I am sure every tester has reported that one bug early on in their career that was never fixed. It’s frustrating and hard to understand, after paying so much attention to detail. Having actually found that needle in the haystack. And then? Nobody seems to care. A knife in the back. Next, a Product Owner or Program Manager will come forward and ask to close the report, because it’s constantly in the way of planning. A more reflected version of myself would not feel offended. It would contemplate the value it thought to have brought to the product in finding this issue and rethink its testing strategy.
A few years ago, I stumbled across the term “adequate quality” for the first time. It seemed to indicate that aiming to achieve high quality is not the proper thing to do. According to the ISTQB foundation level, testers should be aware, that exhaustive testing is not possible. But still QA strives cover all possible cases, including edge cases and even the most ridiculous edge cases. Testers see this as their purpose and passionately design the most unlikely scenarios. And there is generally nothing wrong in doing that. But, after discussing the created cases with product owners, business analysts or even actual users, they can be grouped by risk and probability. The cases previously thought of being most obscure suddenly turn out to be extremely valuable. Other obvious cases lose value, because nobody actually cared if they failed.

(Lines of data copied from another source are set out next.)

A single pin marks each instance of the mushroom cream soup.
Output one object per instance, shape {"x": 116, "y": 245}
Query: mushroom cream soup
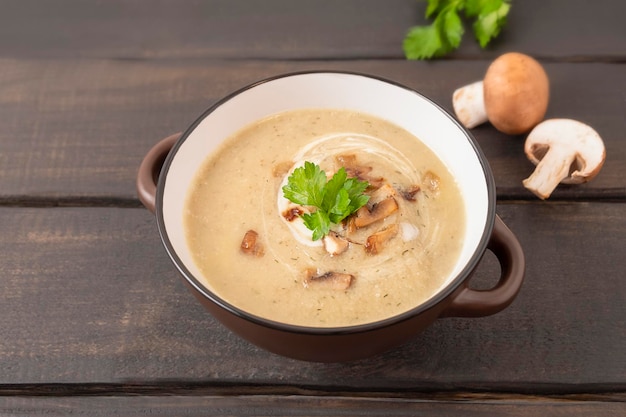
{"x": 255, "y": 252}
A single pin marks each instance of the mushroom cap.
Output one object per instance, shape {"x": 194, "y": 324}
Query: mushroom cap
{"x": 568, "y": 137}
{"x": 516, "y": 93}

So, what does adequate quality imply for QA? As described, test case design should not be influenced. The creative process of designing test cases, generating ideas and contemplating scenarios should not be undermined. It still yields all (or at least most of) those cases, that are actually possible. The full test case catalogue lays the foundation to be able to filter out the most valuable cases. In this case, the most valuable cases are the cases, that would uncover the issues, you would want to find before going into production. By limiting the test execution to the number of filtered cases, the workload is reduced, without losing out on relevant quality. If your test execution still detects an issue, that will never be fixed, you should question your selection. Speak with product owners and business analysts, and try to understand why you chose to execute it, although it obviously has “no value”. This won’t change the current result, but it will improve your next selection.

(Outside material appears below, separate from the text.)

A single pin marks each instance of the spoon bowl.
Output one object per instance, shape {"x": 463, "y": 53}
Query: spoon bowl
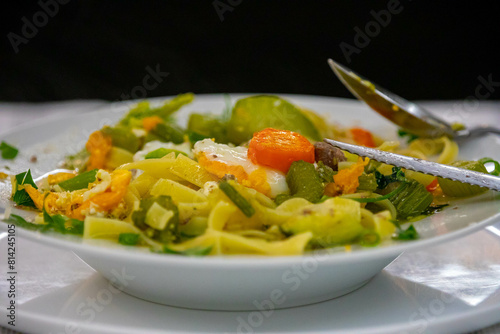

Having said, or rather written, this, please don’t ever blindly accept. Always rethink and get reassurance. Maybe you actually have found something valuable, but no one else sees it. Yet.
But wait, isn’t that risk-based testing? Simply put; no. So, what’s the difference? Risk-based testing aims at finding the areas most likely to be defective, whereas adequate quality aims at finding defects, that actually matter. Both methods are based on the same input, such as risk, importance and likelihood, but will yield very different result. Risk-based testing will reveal much more errors. But still, nobody will care. Just slightly exaggerating… Whereas keeping adequate quality in mind the result will be optimal, even lean, if you will.
Applying the described method depends heavily on the form of collaboration within the development team. If the tester is seen as an integral part of the team and thus quality is a shared goal, adequate quality helps calm the waves. On the other hand, if the tester is acting as an independent entity, being responsible for reporting on quality, it is advisable to favor an alternative, such as the before mentioned risk based testing.
Aiming at adequate quality reduces the test execution time, allowing for shorter cycles and earlier feedback. If the term adequate is too vague, think of it as relevant quality. Ask yourself what actually matters and plan your work accordingly. Don’t constrain the creative process of test design, but effectively reduce the number of tests to be executed. I promise, you will never report a never-fixed-bug again.